トランスポートモードでは、外側のヘッダー、次のヘッダー、および次のヘッダーでサポートされるすべてのポートを使用して、IPsec ポリシーを決定できます。実際、IPsec は 2 つの IP アドレスの間で異なるトランスポートモードポリシーを適用でき、ポート単位まで細かく設定できます。たとえば、次のヘッダーが TCP であれば、ポートをサポートするので、外側の IP アドレスの TCP ポートに対して IPsec ポリシーを設定できます。同様に、次のヘッダーが IP ヘッダーであれば、外側のヘッダーと内側の IP ヘッダーを使用して IPsec ポリシーを決定できます。

トンネルモードは IP 内 IP データグラムに対してのみ機能します。トンネルモードのトンネリングは、自宅のコンピュータから中央コンピュータに接続する場合に役立ちます。トンネルモードでは、IPsec ポリシーは内側の IP データグラムの内容に適用されます。内側の IP アドレスごとに異なる IPsec ポリシーを適用できます。つまり、内側の IP ヘッダー、その次のヘッダー、および次のヘッダーでサポートされるポートを使用して、ポリシーを適用することができます。

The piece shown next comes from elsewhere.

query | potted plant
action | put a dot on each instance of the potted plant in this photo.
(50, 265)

トランスポートモードとは異なり、トンネルモードでは、外側の IP ヘッダーによって内側の IP データグラムのポリシーが決まることはありません。

したがって、トンネルモードでは、ルーターの背後にある LAN のサブネットや、そのようなサブネットのポートに対して、IPsec ポリシーを指定することができます。これらのサブネット上の特定の IP アドレス (つまり、ホスト) に対しても、IPsec ポリシーを指定することができます。これらのホストのポートに対しても、固有の IPsec ポリシーを適用できます。ただし、トンネルを経由して動的経路制御プロトコルが実行されている場合は、サブネットやアドレスは選択しないでください。ピアネットワークでのネットワークトポロジのビューが変化する可能性があるためです。そのような変化があると、静的な IPsec ポリシーが無効になります。静的ルートの構成を含むトンネリング手順の例については、「IPsec による VPN の保護」を参照してください。

Solaris OS では、IP トンネルネットワークインタフェース上でのみトンネルモードを実施できます。ipsecconf コマンドには、IP トンネルネットワークインタフェースを選択するための tunnel キーワードがあります。規則内に tunnel キーワードが含まれている場合は、その規則に指定されているすべてのセレクタが内側のパケットに適用されます。

トランスポートモードでは、ESP または AH、あるいはその両方を使用してデータグラムを保護できます。

次の図は、IP ヘッダーと保護されていない TCP パケットを示します。

図 19–3 TCP 情報を伝送する保護されていない IP パケット

図は、IP ヘッダーのあとに TCP ヘッダーが続くことを示しています。TCP ヘッダーは、保護されていません。

トランスポートモードで、ESP は次の図のようにデータを保護します。網かけされた領域は、パケットの暗号化された部分を示します。

図 19–4 TCP 情報を伝送する保護された IP パケット

この図では、IP ヘッダーと TCP ヘッダーの間に ESP ヘッダーがあります。TCP ヘッダーは、ESP ヘッダーによって暗号化されます。

トランスポートモードで、AH は次の図のようにデータを保護します。

図 19–5 認証ヘッダーで保護されたパケット

この図では、IP ヘッダーと TCP ヘッダーの間に AH ヘッダーがあります。

AH はデータがデータグラムに出現する前に、実際データを保護します。その結果、 AH による保護は、トランスポートモードでも、IP ヘッダーの一部をカバーします。

トンネルモードでは、データグラム全体が IPsec ヘッダーの保護下にあります。図 19–3 のデータグラムは、トンネルモードでは外側の IPsec ヘッダー (この例では ESP) によって保護され、次の図のようになります。

図 19–6 トンネルモードで保護された IPsec パケット

図は、ESP ヘッダーが、IP ヘッダーのあと、IP ヘッダーと TCP ヘッダーの前にあることを示しています。最後の 2 つのヘッダーは、暗号化によって保護されています。

ipsecconf コマンドには、トンネルをトンネルモードまたはトランスポートモードで設定するためのキーワードが用意されています。